- January 1533: Henry and Katherine were divorced by an issue from Archbishop Cranmer. Henry married Anne Boleyn.
- 7 September 1533: Elizabeth born, Mary seen as illegitimate.
- 1536: Death of Katherine of Aragon, Anne Boleyn miscarried a son and was executed
- NB at this point, Henry could have gone back to Catholicism
- however, he did not because he truly believed that he was doing the right thing
- convinced of his own supremacy
- instead, he married Jane Seymour
- 1537: Birth of Edward, death of Jane soon after.
- 1539: Henry began considering another marriage
Throughout this period Henry broke with Rome, stopped English finances going to the pope, abolished foreign authority in England and diverted church taxation to the crown.
- 1533: Act of Appeals stated "this realm of England is an empire". Royal supremacy established
- 1535: Execution of Thomas More and John Fisher
- 1536: Dissolution of the Monastries
- this gave Henry the money he needed for war with France
- Pilgrimage of Grace: rebellion in the north
- opposition to religious changes and the power of Cromwell
- was sent away with promises of reform (never instigated)
- 1539: Act of Six Articles
- reaffirmed many Catholic doctrines such as transubstantiation
Although Henry was drifting towards more Protestant beliefs (e.g. the printing of a Bible in English), Catholic invasion was a real threat in the later 1530s and so he tried to reverse this with the Act of Six Articles.
Good relations with France
- Anne Boleyn and her faction were pro-French, so cordial relations were kept with France
- 1532: Francis I promised to support Henry if Charles should attack England
- Francis supported Henry throughout his break with Rome, however it is probable that this was not so much for religious reasons as wanting to see England isolated politically
- Henry and Francis met regularly throughout the year
- 1536: Francis and Charles resumed their hostilities, but Henry resolved not to enter into the conflict.
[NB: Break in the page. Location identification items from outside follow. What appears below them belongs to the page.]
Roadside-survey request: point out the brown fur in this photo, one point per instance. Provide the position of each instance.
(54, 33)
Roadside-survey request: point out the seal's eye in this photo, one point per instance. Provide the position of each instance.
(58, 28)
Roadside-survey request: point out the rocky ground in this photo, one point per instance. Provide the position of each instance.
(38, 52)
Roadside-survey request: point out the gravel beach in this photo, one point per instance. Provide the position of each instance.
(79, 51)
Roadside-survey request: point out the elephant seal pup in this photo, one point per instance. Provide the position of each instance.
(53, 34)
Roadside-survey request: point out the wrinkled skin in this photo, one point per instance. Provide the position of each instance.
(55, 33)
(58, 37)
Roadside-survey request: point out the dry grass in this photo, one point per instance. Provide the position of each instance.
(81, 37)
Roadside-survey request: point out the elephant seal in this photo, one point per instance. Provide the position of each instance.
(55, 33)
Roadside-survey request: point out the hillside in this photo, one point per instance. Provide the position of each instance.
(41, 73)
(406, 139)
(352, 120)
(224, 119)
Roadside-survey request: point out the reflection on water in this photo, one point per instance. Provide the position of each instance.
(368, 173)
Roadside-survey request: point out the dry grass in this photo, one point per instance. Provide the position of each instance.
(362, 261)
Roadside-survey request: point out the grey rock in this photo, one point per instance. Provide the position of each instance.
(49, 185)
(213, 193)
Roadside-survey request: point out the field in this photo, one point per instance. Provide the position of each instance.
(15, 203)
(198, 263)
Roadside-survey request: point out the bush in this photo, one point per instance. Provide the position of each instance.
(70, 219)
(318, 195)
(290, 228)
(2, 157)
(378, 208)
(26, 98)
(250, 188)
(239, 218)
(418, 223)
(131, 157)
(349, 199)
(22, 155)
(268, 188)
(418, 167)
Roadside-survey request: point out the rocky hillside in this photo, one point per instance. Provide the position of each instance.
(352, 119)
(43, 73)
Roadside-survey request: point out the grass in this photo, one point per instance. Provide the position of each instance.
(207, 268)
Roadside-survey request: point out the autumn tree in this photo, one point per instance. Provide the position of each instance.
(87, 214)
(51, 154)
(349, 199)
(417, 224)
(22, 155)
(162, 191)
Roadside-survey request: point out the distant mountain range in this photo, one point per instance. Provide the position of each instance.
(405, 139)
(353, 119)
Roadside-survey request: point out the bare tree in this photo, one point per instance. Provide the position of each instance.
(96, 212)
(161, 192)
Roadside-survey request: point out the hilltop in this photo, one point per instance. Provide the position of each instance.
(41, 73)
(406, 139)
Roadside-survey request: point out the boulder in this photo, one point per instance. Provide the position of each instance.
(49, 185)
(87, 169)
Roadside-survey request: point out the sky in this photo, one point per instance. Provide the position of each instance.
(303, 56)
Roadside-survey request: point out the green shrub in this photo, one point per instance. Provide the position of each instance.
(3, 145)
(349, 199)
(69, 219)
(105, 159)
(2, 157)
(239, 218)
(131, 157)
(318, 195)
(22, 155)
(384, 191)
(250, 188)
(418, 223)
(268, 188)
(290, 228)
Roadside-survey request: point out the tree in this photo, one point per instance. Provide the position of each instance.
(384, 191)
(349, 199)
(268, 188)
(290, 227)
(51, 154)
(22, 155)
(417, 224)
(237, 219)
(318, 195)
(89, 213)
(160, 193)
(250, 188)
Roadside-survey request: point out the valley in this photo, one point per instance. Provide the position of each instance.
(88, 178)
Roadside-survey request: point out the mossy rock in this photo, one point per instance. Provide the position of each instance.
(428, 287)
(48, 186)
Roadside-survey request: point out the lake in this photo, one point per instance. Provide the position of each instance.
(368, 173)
This infuriated Francis.
Why Charles V did not attack England
Charles V had relatively little money to spend on war with England in the 1530s. This was due to:
- conflict with the Schmalkaldic League (a league of Lutheran countries and princes)
- War against the Turks (in 1535 Charles had just launched a huge expedition against the Turks)
- the economy in the Netherlands was in a bad way and he could not afford to launch an attack against England
How real was the danger of invasion in the 1530s?
- marriage of James V of Scotland to Mary of Guise (the French princess who famously jilted Henry VIII)
- temporarily improved relations between France and Spain in 1538 (Treaty of Nice)
- a dispute over a printing of the Bible between France and England
Thus England had no ally; Pope Paul III supported the Pilgrimage of Grace 1536-7 and in 1539 published a papal bull deposing Henry. Cardinal Reginald Pole was ordered by the Pope to launch a crusade against England.
Henry hurriedly published the Act of Six Articles (1539) reaffirming Catholic doctrines.